MasterFile document production briefcases introduce a unique, new level of flexibility and ease of use, as well as providing the small and solo practitioner with affordable, sophisticated production tools that set the state-of-the-art.

For example, MasterFile's document production briefcases are based on MasterFile's unique "document-centric" repository which was designed and built for both native and PDF document review and production so you're able to meet the developing demands of native document production as well as avoid initial TIFF conversion of native documents.

And unlike conventional litigation support systems, which force you into a "document production" mode that require you to finish the production at one sitting, MasterFile's document production technology uses a novel, easy to understand, three step process that separates the selection of documents to produce from the actual production of those documents so each can proceed independently and incrementally:
 

    1. Accumulation phase: Accumulating the documents to produce

    First, you and your team accumulate documents to be produced in a special MasterFile database called a briefcase which like regular MasterFile databases, can be shared with your team. In fact, if you have several production requests to fill, for the same or different cases, you are able to address them all in parallel by simply creating a MasterFile briefcase for each production request.

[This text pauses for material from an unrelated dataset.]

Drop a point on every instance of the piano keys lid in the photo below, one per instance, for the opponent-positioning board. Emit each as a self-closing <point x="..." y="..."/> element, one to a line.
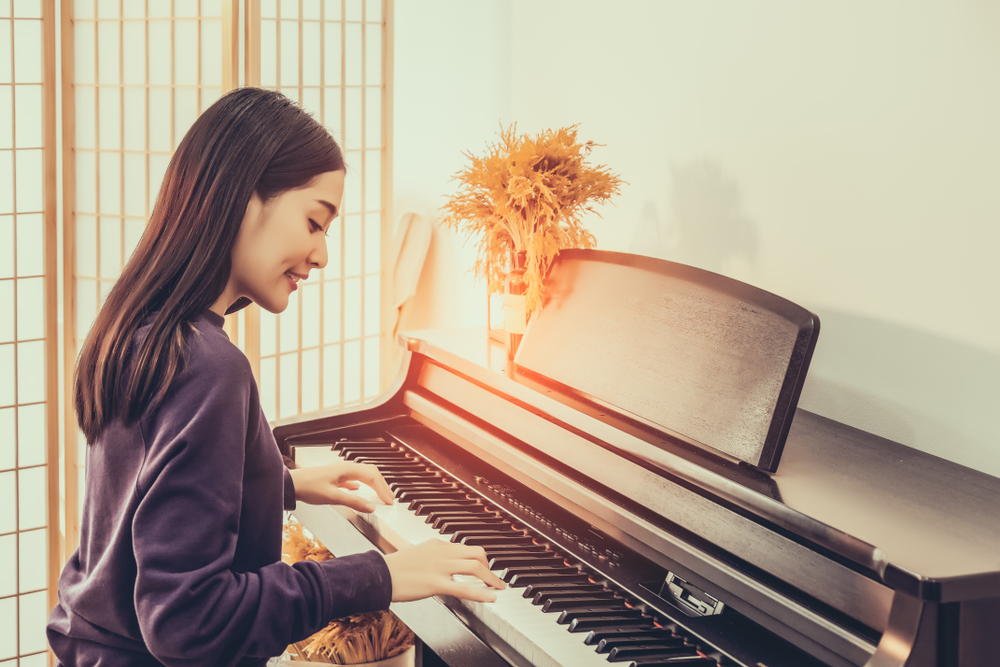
<point x="717" y="362"/>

    Your team is able to add, review or remove documents from this briefcase at anytime, even when they are working with notebook computers on the road, disconnected from the office network. Document review, selection and accumulation does not have to be completed at one sitting but can be completed as time is available or as documents are found.

    When adding documents to a briefcase you're warned if the document has been flagged as privileged or if the document has already been added to the briefcase, thus helping to prevent mistakes. Furthermore, since MasterFile does not assign document and/or Bates numbers when documents are added to the briefcase, rather assigning them when production actually commences during the next phase, "gaps" in Bates number sequences are impossible and users do not have to worry about dealing with such complexities which plague other products.
     
     

    2. Production Phase: Format conversion, bates/document number assignment

    Once the documents to be produced have been accumulated in a briefcase, all or some of the documents in the briefcase can be "produced" in native or PDF format.

    MasterFile's standard features let you create and produce native format briefcases while PDF format briefcases require the Evidence Cruncher -- which also allows you to stamp details such as Bates numbers and dates on each page of the document, as shown below:

    Native format briefcases retain the native format documents without any alteration.

    PDF briefcases convert all native format documents to "TIF in PDF" format. This format rasterizes all document pages to TIF images and then reassembles the TIF images back into PDF documents. This process also burns any redactions or other markups of existing PDF documents into the TIF image and thus ensures the underlying information neither exists in the produced document nor can it be recovered by hacking or other means. The source documents (native or PDF) are retained unaltered in the source MasterFile database they came from.

    PDF format briefcases are assigned and stamped both document and Bates numbers, while native format briefcases are assigned just a document number. Both native document numbers and PDF Bates page numbers are recorded in the production history of the document. This let's you keep track of documents produced in a professional managed manner rather than by simplistic methods such as making copies of native documents in special directories which are risky and error prone.

    When all documents have been produced, the briefcase can then be locked to prevent further documents from being added to it, or it left unlocked in case additional documents need to be added to it.

    If documents must be produced in both native format and PDF format, simply create two briefcases; MasterFile will track the history of all produced documents, even if produced several times in either or both format.
     
     

    3. Distribution Phase: Generating physical copies of the produced documents

    Once a briefcase has been produced and locked, it becomes a permanent archive of the disclosed documents, complete with document or Bates page numbers and stamped information, for subsequent reproduction in whole or in part, as shown below:

    The briefcase's contents can be provided to other parties either as a MasterFile briefcase itself, printed to paper or the documents can be dumped to disk and provided on CD/DVD. Documents in native format briefcases are dumped in native format while PDF format briefcases allow the PDF documents to be delivered as individual PDF or TIF format files, or merged into one or more PDF files with bookmarks to each document.